Plasmapheresis: although it is not commonly recommended, this procedure is used for treating patients with infections, autoimmune diseases, and immune complex diseases. Because this method removes harmful substances (e.g., autoantibodies) from the blood, it is considered a viable immune therapy. The method has also been used to treat certain brain disorders (for example Rasmussen's encephalitis and obsessive-compulsive disorder), in which autoimmunity has been implicated as a basis of the disorder. Plasmapheresis produced positive responses in patients with these disorders, and the responses were much better with plasmapheresis when compared to the IVIG treatment. In these patients, the rationale to administer plasmapheresis relied mainly on the anti-neuronal antibody test. Since autistic patients also have positive titers of brain autoantibodies, they should also respond to plasmapheresis.

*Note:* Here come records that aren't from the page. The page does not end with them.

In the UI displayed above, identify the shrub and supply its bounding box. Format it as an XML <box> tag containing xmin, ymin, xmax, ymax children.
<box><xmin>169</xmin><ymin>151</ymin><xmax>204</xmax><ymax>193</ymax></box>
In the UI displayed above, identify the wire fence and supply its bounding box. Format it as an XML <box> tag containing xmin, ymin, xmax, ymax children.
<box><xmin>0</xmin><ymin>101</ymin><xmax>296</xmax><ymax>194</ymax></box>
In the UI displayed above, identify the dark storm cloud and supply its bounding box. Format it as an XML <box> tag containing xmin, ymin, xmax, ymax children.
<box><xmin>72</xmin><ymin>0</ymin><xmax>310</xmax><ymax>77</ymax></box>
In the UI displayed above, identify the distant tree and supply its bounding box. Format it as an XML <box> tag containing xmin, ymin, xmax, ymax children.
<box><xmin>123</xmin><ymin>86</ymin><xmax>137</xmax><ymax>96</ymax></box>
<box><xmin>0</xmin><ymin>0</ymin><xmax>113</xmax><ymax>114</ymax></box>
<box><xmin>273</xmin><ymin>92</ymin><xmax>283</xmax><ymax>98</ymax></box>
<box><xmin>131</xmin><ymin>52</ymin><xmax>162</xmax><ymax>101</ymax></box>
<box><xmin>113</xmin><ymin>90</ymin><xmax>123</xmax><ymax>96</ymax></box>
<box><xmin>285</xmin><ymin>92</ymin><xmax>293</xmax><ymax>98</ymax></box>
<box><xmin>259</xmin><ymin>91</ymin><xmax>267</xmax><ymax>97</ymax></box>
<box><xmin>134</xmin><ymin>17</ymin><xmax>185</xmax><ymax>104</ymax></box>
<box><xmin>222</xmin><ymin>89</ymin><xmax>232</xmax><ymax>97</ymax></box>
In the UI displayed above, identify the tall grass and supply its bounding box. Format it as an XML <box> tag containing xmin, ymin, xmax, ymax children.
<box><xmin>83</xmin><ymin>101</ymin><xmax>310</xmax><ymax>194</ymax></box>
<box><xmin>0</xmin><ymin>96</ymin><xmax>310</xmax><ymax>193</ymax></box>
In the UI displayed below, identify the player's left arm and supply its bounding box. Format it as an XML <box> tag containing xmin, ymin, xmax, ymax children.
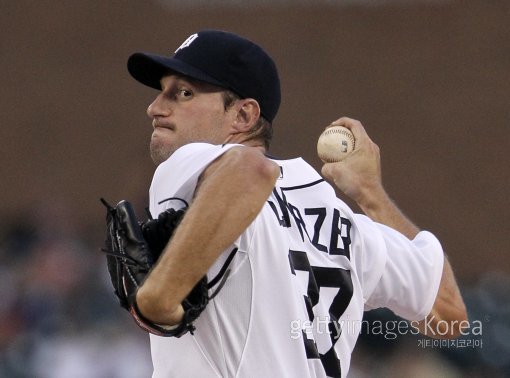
<box><xmin>136</xmin><ymin>147</ymin><xmax>280</xmax><ymax>325</ymax></box>
<box><xmin>322</xmin><ymin>117</ymin><xmax>468</xmax><ymax>338</ymax></box>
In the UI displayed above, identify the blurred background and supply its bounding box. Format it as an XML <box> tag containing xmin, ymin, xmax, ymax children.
<box><xmin>0</xmin><ymin>0</ymin><xmax>510</xmax><ymax>378</ymax></box>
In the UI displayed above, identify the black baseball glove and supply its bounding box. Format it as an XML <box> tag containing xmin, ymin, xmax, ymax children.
<box><xmin>101</xmin><ymin>199</ymin><xmax>209</xmax><ymax>337</ymax></box>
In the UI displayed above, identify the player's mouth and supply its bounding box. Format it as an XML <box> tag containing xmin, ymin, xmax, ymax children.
<box><xmin>152</xmin><ymin>119</ymin><xmax>175</xmax><ymax>130</ymax></box>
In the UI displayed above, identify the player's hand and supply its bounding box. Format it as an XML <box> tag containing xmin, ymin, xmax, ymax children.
<box><xmin>322</xmin><ymin>117</ymin><xmax>384</xmax><ymax>208</ymax></box>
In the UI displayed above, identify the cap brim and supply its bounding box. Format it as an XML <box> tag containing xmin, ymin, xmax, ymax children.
<box><xmin>127</xmin><ymin>53</ymin><xmax>225</xmax><ymax>89</ymax></box>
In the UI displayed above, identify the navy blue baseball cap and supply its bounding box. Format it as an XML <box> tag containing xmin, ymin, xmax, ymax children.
<box><xmin>127</xmin><ymin>30</ymin><xmax>281</xmax><ymax>122</ymax></box>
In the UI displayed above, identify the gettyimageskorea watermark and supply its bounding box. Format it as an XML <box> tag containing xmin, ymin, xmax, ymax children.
<box><xmin>290</xmin><ymin>317</ymin><xmax>483</xmax><ymax>348</ymax></box>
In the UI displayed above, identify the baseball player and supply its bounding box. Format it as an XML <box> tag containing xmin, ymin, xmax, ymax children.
<box><xmin>110</xmin><ymin>30</ymin><xmax>466</xmax><ymax>378</ymax></box>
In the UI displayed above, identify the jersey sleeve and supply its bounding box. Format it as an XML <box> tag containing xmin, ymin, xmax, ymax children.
<box><xmin>149</xmin><ymin>143</ymin><xmax>236</xmax><ymax>217</ymax></box>
<box><xmin>358</xmin><ymin>216</ymin><xmax>444</xmax><ymax>321</ymax></box>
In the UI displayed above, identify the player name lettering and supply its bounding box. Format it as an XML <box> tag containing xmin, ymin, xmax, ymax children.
<box><xmin>268</xmin><ymin>190</ymin><xmax>352</xmax><ymax>259</ymax></box>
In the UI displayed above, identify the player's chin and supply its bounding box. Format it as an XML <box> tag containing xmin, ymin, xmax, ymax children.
<box><xmin>150</xmin><ymin>137</ymin><xmax>174</xmax><ymax>165</ymax></box>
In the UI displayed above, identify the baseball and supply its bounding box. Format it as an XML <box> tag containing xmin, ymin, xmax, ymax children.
<box><xmin>317</xmin><ymin>126</ymin><xmax>355</xmax><ymax>163</ymax></box>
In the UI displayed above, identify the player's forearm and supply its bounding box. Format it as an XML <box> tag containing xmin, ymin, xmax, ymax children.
<box><xmin>137</xmin><ymin>150</ymin><xmax>279</xmax><ymax>324</ymax></box>
<box><xmin>358</xmin><ymin>185</ymin><xmax>420</xmax><ymax>240</ymax></box>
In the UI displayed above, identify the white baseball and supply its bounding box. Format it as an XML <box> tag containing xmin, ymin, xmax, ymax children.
<box><xmin>317</xmin><ymin>126</ymin><xmax>355</xmax><ymax>163</ymax></box>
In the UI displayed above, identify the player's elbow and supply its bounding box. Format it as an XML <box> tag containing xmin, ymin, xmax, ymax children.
<box><xmin>420</xmin><ymin>296</ymin><xmax>470</xmax><ymax>339</ymax></box>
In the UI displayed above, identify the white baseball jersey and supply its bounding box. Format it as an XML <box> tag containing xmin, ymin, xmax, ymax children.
<box><xmin>146</xmin><ymin>143</ymin><xmax>443</xmax><ymax>378</ymax></box>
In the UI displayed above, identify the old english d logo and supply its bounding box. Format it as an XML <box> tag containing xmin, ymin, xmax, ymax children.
<box><xmin>174</xmin><ymin>33</ymin><xmax>198</xmax><ymax>54</ymax></box>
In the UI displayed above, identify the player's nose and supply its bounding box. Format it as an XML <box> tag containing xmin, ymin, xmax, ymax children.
<box><xmin>147</xmin><ymin>95</ymin><xmax>171</xmax><ymax>118</ymax></box>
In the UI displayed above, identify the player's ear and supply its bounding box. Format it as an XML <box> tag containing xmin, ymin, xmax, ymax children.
<box><xmin>232</xmin><ymin>98</ymin><xmax>260</xmax><ymax>133</ymax></box>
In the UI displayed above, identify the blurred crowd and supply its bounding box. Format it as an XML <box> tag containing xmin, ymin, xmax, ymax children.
<box><xmin>0</xmin><ymin>204</ymin><xmax>510</xmax><ymax>378</ymax></box>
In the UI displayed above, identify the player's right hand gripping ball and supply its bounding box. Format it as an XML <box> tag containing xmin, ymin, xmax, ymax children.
<box><xmin>317</xmin><ymin>126</ymin><xmax>355</xmax><ymax>163</ymax></box>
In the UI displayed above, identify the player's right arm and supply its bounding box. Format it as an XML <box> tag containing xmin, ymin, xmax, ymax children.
<box><xmin>136</xmin><ymin>147</ymin><xmax>280</xmax><ymax>325</ymax></box>
<box><xmin>322</xmin><ymin>117</ymin><xmax>467</xmax><ymax>338</ymax></box>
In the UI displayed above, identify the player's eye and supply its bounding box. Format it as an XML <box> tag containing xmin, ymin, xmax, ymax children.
<box><xmin>178</xmin><ymin>89</ymin><xmax>193</xmax><ymax>98</ymax></box>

Although the plasmapheresis treatment for autism has been suggested for last 5-6 years, it has thus far not been tried in patients with the disorder.

Conclusions

Current research suggests that autoimmunity is the core of the problem in autism. The existence of autoimmune factors and the patient responsiveness to treatment with immune therapies strengthens the idea that autism is an autoimmune disorder. The autoimmune response is most likely directed against the brain myelin perhaps secondary to an "atypical" measles infection. Considering an estimated population of 500,000 autistic people in the United States, it is tempting to suggest that the autoimmunity research may benefit between 250,000-350,000 Americans today. In a much broader sense, I conclude that the autoimmunity research will have a global impact for treating autism in America as well as in other countries worldwide, hence there is tremendous hope for autistic people through autoimmunity research.

Bibliography

Singh V.K., Immunotherapy for brain disease and mental illnesses. Progress in Drug Research 48:129-146 (1997).

Singh V.K. et al., Serological association of measles virus and human herpesvirus-6 with brain autoantibodies in autism. Clin Immunol Immunopathol 89:105-108 (1998).

Singh V.K., Neuro-immunopathogenesis in autism. In: NeuroImmune Biology: New Foundation of Biology, Vol. 1:443-454 (2001).

Singh V.K. and Nelson C., Abnormal measles serology and autoimmunity in autistic children. J Allergy Clin Immunol 109:S232 (2002).

Singh V.K., Cytokine regulation in autism. In: Cytokines and Mental Health (edited by Z. Kronfol), Chapter 18, Kluwer Academic Publ., (in press).